Dark Wallet Will Make Bitcoin Accessible for All, Except the Feds - kseistrup
http://motherboard.vice.com/blog/dark-wallet-will-make-bitcoin-accessible-for-allexcept-the-feds
======
mrb
A state-less browser-based Bitcoin wallet that connects to the p2p network
using WebSocket? Using a deterministic wallet seeded with a password you type
once when opening the page? Is this the technical core of what Dark Wallet is
about?

Wow, I have been in Bitcoin for 3 years, and I can't believe I never put thin
web client + deterministic seeded wallet together... Even without implementing
anything else[1] this would be HUGE, INSANELY useful.

\- There would be zero efforts in getting started using Bitcoin.

\- No software/app to install.

\- Open a Dark Wallet page (hosted anywhere), type in a password, that's it
you can see your Bitcoin addresses and receive coins.

\- If you received coins in the past, you see your balance, and are ready to
send coins. Dark Wallet can use SPV[2] to automatically discover the balance
of your addresses. It could use HTML5 local storage just to cache a few things
to speed up auto-discovery.

\- You could even save the Dark Wallet html/js on your local harddrive and
just open this up next time.

\- If Bitcoin nodes have native support for acting as WebSocket servers, this
would make Dark Wallet completely server-less.

\- Dark Wallet would dynamically find p2p Bitcoin nodes via DNS, just like
Bitcoin-QT does it today.

\- No need to back up or save anything. Coins cannot be accidentally lost as
long as you remember your password and as long as the password is strong.
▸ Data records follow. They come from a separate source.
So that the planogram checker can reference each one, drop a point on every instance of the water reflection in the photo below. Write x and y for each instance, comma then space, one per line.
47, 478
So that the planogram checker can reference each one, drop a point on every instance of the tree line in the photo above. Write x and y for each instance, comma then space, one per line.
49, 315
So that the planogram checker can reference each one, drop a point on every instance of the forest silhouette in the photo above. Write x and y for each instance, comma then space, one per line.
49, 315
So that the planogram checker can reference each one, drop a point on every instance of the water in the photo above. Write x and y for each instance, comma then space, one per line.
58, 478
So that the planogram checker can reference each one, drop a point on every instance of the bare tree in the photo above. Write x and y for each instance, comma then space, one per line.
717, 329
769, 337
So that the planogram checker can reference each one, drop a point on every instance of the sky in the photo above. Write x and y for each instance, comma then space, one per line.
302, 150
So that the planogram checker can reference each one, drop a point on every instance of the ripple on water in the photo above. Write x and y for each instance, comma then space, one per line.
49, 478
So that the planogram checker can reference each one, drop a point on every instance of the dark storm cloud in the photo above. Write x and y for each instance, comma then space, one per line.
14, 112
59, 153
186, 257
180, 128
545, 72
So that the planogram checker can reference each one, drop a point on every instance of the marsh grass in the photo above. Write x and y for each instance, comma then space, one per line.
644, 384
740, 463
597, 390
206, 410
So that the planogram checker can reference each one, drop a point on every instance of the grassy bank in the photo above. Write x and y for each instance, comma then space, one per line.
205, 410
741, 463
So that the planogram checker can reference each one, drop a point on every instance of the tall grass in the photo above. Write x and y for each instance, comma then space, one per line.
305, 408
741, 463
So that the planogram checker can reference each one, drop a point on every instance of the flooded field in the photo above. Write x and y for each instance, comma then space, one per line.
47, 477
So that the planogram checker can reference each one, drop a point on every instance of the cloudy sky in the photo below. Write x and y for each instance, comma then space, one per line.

The
password you type is the seed generating your wallet's private keys.

[1] [https://darkwallet.unsystem.net](https://darkwallet.unsystem.net) lists:
auto-anonymizer, broadcasters, encrypted messaging, encrypted shop-front,
contracts, escrows, etc. [2] Simple Payment Verification.

EDIT: Looking more into Dark Wallet, it seems they want to implement it as a
browser extension, which would involve a non-zero effort to install. Argh!
There is a huge value to have NOTHING to install. Another way to understand
what I suggest is a server-less blockchain.info wallet.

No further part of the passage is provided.